I am just annoyed that every time Zig developers publish some articles or even make some comments here on HN they always contain something negative about someone else.
Like even in this thread when someone said that Zig wastes too much money on infrastructure the first thing Andrew Kelly does is to show that Rust spends much more.
GitHub Sponsors has not seen a single improvement in the years after its launch (despite us and other organizations chatting with GitHub employees about critical missing features), and GitHub Actions has been tragicomically buggy, clearly showing that software engineering infrastructure is not GitHub's core focus anymore (on top of, you know, the CEO explicitly saying that GitHub is an AI company now).
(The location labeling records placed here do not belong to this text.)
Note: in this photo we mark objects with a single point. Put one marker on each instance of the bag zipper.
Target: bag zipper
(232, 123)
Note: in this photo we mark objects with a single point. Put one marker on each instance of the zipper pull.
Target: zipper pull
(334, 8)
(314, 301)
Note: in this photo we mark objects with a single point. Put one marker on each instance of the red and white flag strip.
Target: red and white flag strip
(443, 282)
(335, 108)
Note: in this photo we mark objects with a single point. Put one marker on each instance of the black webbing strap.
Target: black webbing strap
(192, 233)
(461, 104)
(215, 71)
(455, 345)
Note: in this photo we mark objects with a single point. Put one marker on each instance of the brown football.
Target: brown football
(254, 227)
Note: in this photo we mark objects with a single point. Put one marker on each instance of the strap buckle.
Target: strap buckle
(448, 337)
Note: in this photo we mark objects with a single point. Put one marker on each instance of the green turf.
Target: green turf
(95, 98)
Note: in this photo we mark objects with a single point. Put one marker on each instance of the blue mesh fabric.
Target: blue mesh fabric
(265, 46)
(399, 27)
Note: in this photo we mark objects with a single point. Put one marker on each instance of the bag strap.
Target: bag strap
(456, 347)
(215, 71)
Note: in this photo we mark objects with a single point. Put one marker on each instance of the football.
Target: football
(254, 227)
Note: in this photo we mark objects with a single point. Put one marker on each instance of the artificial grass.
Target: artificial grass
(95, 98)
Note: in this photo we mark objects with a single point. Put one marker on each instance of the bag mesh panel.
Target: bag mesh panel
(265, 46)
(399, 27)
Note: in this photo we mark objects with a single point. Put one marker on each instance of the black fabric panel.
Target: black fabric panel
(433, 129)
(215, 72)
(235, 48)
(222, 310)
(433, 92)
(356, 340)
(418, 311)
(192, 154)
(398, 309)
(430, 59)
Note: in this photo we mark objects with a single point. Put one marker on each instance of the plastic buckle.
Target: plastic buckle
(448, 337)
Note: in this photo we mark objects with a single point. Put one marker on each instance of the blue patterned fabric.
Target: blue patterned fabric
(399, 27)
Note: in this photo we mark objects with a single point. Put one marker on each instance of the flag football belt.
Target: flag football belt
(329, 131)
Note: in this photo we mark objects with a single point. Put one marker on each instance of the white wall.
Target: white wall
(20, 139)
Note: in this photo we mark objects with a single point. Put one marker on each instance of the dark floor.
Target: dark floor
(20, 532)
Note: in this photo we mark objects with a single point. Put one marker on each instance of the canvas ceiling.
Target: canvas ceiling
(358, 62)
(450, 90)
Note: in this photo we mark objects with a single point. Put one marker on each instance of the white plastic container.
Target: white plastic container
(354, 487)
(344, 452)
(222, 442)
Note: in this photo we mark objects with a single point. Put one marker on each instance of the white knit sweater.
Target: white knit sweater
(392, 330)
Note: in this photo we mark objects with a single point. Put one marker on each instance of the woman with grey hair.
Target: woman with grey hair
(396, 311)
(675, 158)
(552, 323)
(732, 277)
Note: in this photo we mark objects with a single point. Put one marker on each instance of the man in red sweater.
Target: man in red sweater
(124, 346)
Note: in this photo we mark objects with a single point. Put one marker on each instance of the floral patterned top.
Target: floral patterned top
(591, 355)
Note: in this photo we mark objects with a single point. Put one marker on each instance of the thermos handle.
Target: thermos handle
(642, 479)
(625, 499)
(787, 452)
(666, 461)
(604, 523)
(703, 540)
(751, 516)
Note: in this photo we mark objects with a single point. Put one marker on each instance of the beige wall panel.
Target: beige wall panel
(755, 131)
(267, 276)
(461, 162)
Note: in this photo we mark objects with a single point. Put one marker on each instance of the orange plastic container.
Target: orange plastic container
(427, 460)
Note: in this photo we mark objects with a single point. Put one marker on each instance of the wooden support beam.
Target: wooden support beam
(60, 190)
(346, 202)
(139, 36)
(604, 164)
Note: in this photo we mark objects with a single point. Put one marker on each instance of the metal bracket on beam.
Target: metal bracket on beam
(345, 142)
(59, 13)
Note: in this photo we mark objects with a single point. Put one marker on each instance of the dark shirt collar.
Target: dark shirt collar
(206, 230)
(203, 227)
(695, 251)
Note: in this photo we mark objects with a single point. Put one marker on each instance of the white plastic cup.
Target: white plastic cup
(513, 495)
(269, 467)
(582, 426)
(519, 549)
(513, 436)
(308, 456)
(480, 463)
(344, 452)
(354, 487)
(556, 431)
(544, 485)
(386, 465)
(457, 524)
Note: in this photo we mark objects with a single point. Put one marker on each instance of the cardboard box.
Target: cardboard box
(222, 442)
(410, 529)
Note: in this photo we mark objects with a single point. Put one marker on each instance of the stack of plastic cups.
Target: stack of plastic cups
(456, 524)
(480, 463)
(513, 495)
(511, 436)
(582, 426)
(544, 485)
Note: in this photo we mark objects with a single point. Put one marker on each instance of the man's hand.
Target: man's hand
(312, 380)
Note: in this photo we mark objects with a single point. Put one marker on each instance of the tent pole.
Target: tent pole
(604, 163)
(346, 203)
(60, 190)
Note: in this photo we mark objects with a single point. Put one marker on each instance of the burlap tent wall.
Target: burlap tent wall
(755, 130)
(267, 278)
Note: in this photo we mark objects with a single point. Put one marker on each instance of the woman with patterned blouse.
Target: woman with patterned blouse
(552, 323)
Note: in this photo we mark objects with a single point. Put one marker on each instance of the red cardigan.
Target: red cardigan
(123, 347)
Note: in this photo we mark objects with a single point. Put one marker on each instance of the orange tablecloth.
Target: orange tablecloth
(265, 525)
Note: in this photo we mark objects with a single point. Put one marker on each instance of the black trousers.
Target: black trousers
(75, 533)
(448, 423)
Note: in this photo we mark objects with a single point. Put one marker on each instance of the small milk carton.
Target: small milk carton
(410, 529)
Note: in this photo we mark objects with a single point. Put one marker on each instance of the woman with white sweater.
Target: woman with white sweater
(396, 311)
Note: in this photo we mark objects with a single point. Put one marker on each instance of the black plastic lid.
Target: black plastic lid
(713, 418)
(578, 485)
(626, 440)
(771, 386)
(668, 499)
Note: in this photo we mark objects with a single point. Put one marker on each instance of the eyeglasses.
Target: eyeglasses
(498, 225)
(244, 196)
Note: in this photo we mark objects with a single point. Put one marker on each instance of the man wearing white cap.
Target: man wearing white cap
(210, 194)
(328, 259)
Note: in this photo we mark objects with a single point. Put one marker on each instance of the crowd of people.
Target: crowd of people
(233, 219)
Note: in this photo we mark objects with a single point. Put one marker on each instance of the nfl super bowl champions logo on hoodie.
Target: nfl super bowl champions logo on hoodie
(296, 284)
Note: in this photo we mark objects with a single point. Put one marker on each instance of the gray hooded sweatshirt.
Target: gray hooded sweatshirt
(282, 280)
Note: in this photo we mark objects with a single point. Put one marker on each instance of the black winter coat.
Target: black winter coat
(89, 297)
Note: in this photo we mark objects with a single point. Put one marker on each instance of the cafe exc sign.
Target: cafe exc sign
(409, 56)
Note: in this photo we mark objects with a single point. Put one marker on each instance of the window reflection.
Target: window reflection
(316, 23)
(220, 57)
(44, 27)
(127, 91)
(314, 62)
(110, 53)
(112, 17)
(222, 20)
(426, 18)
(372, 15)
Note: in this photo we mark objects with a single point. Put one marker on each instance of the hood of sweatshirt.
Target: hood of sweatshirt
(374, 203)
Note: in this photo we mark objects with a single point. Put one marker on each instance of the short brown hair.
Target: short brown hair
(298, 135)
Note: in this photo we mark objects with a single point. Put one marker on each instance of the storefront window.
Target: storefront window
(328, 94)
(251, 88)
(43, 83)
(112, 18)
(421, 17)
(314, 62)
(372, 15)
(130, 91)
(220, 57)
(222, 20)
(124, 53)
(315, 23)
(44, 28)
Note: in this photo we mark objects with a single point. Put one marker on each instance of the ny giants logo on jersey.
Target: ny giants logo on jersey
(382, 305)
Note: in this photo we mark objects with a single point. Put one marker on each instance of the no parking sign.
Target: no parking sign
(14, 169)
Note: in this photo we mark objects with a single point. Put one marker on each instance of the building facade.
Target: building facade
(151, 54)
Related https://github.com/actions/runner/issues/3792
Since we do see ourselves eventually migrating away from GitHub (at least in some form), we would like to steer donations towards a service that we have higher confidence in.
Is $100k/year a good salary? Depends. For a software engineer, no, since most software engineers make more. For a paramedic, yes, since most paramedics make less.
To know if $15k is a lot to spend on CI and a website, a great way to answer that question is to look at what peers spend on the same thing. Hard to think of many better peer comparisons for Zig than Rust.
The comparison to Rust is meaningless.
Each project has different demands and requirements from their infrastructure.
For example, Rust compiles all open-source crates on a regular basis to test for regressions.
You can't just point to Rust and say, "Look at that guy."
If you want to justify the expenses of your infrastructure you need to explain where the money goes.
I think it's a good report because it's very clearly written and I was able to pick up a great deal of information about their financial situation/dynamics from a quick scan of less than a minute. I think if you're asking people for money, having a very high signal-noise ratio like that is optimal. I can read other formats (eg I have been browsing nonprofit form 990s for many years), but I like communication that is short and to the point.
>If you want to justify the expenses of your infrastructure you need to explain where the money goes.
And they did. Comparing to anything is how a normal human would judge whether the spending is relevant. It is call price comparison. Whether it is a valid comparison is up to the person to decide. And more often that not when the two pricing are so vastly different that person should look a little deeper.